Anak-anak Mariso yang Bernegosiasi dengan Ruang dan Waktu

Cerita: Sarah Tamimi | Foto: Salma

Anak-anak Mariso yang Bernegosiasi dengan Ruang dan Waktu

Cerita: Sarah Tamimi | 17 Desember 2024

Dulu, anak-anak Mariso dibentuk oleh laut dan pesisir di sekitarnya. Berenang, mendayung di atas styrofoam bekas, atau mencari kerang adalah permainan mereka. Anak-anak tahu kapan air pasang akan datang karena mereka belajar dari orang tua dan lingkungannya. 


Sekarang, anak-anak Mariso kehilangan laut akibat reklamasi dan pembangunan kota. Pesisir pantai tempat bermain mereka telah berubah menjadi mal, hotel, dan gedung pertemuan. Reklamasi tersebut tidak saja mengubah mata pencaharian orang dewasa sebagai nelayan, anak-anak juga harus memindahkan tempat bermain mereka dari laut ke lahan yang padat penduduk.


Namun, anak-anak Mariso memiliki kebebasan menjelajahi ruang sekitar mereka. Otonomi untuk menjelajah membantu mereka menciptakan ruang bermain di permukiman padat penduduk. Keterbatasan ruang mendorong mereka menjadi kreatif dan inovatif dalam menggunakan ruang dan waktu. Seperti Ali yang menggunakan badan jalan yang sepi untuk bermain rumah-rumahan, Rian dan Fatima yang bermainan ayunan di bangunan yang sedang direnovasi, atau sekelompok anak-anak lainnya yang bermain bola di rumah kosong. 


Guru-guru PAUD Sokola Pesisir Mariso sangat memahami pentingnya anak-anak melakukan aktivitas fisik dan memiliki akses ke alam. Karena sekolah kami tidak memiliki halaman, sesekali kami mengajak siswa ke Taman Segitiga, sebuah ruang terbuka yang tidak jauh dari Sokola Pesisir.

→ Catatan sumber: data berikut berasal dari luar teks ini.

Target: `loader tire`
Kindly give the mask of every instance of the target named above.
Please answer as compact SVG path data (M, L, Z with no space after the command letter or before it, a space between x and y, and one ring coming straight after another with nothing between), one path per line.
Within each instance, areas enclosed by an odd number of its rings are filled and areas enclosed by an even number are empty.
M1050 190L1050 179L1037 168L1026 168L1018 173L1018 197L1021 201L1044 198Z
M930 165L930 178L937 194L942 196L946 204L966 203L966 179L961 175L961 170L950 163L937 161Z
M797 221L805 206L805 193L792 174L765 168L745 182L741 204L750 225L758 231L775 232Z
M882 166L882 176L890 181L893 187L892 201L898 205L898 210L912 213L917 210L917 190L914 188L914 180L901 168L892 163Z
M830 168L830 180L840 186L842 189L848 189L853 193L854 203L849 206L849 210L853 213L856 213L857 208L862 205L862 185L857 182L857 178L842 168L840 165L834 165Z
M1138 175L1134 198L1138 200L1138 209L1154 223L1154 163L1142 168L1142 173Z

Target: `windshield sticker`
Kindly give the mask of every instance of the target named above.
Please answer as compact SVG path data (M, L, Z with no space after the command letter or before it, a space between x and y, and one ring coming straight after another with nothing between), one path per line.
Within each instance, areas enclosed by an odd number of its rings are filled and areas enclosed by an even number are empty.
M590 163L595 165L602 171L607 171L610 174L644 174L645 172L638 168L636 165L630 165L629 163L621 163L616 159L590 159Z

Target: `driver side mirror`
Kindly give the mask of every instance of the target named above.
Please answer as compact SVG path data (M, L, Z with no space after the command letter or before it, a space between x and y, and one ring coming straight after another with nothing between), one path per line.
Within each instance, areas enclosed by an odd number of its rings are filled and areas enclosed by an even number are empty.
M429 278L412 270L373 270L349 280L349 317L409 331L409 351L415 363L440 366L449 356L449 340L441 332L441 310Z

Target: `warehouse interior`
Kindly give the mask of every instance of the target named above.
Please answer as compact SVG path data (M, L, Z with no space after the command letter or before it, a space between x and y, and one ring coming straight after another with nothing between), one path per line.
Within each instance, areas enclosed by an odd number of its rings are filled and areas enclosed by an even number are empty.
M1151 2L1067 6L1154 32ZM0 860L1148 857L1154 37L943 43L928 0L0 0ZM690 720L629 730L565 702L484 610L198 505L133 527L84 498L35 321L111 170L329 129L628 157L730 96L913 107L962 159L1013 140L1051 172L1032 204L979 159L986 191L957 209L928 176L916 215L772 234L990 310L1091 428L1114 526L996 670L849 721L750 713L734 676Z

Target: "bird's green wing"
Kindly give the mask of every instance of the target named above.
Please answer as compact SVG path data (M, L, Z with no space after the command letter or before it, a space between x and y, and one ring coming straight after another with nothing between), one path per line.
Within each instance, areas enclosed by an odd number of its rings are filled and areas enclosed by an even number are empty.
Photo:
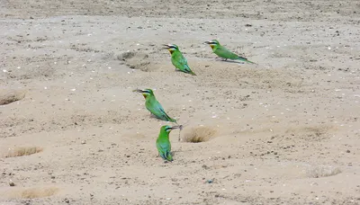
M158 138L157 140L157 148L158 154L163 159L172 161L173 157L171 156L171 145L167 140L161 140Z
M176 67L177 69L184 73L194 74L190 67L187 65L186 58L183 56L183 54L180 51L174 54L174 57L171 58L171 61L175 66L175 67Z
M163 106L158 101L153 101L152 103L147 106L147 109L160 120L172 122L176 121L165 112Z
M215 50L214 53L218 55L220 58L226 58L226 59L238 59L238 56L235 53L230 51L225 47L219 46Z

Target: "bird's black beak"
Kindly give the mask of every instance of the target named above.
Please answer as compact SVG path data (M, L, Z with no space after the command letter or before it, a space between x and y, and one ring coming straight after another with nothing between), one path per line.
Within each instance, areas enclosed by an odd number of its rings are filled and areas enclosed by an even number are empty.
M167 44L163 44L164 48L163 49L168 49L170 47Z
M133 90L132 92L136 92L136 93L145 93L145 91L143 91L143 90L140 90L140 89L136 89L136 90Z
M183 129L183 125L176 125L176 126L171 127L171 129L180 129L180 130L181 130L181 129Z

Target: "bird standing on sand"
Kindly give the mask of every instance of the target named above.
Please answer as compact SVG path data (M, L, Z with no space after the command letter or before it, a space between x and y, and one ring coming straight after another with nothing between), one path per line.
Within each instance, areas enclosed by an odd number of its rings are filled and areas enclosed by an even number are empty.
M186 58L183 56L179 48L175 44L167 44L164 45L166 49L171 54L171 62L173 63L174 67L180 71L187 74L191 74L193 76L196 76L191 69L190 67L187 65Z
M145 90L133 90L133 92L141 93L145 98L145 106L153 115L157 118L166 120L176 122L176 120L170 118L164 111L163 106L158 102L157 98L154 95L154 92L151 89L145 89Z
M174 129L178 129L179 126L168 126L164 125L160 129L160 133L157 138L157 148L158 155L165 160L173 161L173 156L171 156L171 144L169 140L170 131Z
M211 41L205 41L206 44L209 44L212 49L212 52L218 55L218 57L227 59L238 59L248 63L255 64L248 60L248 58L244 57L238 56L237 54L230 51L225 47L221 46L217 40L212 40Z

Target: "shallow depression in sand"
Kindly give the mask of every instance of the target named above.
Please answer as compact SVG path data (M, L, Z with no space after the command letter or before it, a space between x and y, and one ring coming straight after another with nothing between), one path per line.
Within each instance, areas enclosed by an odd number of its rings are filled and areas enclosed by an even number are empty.
M31 156L39 152L42 152L43 148L39 147L19 147L14 148L9 148L5 157L16 157L22 156Z
M58 188L56 187L33 187L12 191L8 196L13 199L35 199L52 196L58 192Z
M206 142L215 138L217 130L211 127L193 128L184 134L184 141L191 143Z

Perjalanan ke taman hanya memakan waktu 10 menit berkendara. Biasanya, kami menyewa pete-pete (angkot) untuk ke sana. 

Di area taman yang di-paving, kami akan berdiri dalam lingkaran untuk melakukan beberapa aktivitas terstruktur, menyanyikan lagu-lagu, dan bermain bebas. Namun, sejak dua tahun lalu, sebuah bangunan didirikan di area tersebut sehingga kami terpaksa melakukan aktivitas di area berpasir yang tidak seluas bagian taman yang telah dibangun. Anak-anak terpaksa berhimpitan satu sama lain. Sama seperti di rumah, kami dipaksa untuk berhimpitan demi reklamasi dan pembangunan kota. 


Kami terhimpit sistem yang memaksa kami untuk membayar akses ke ruang terbuka.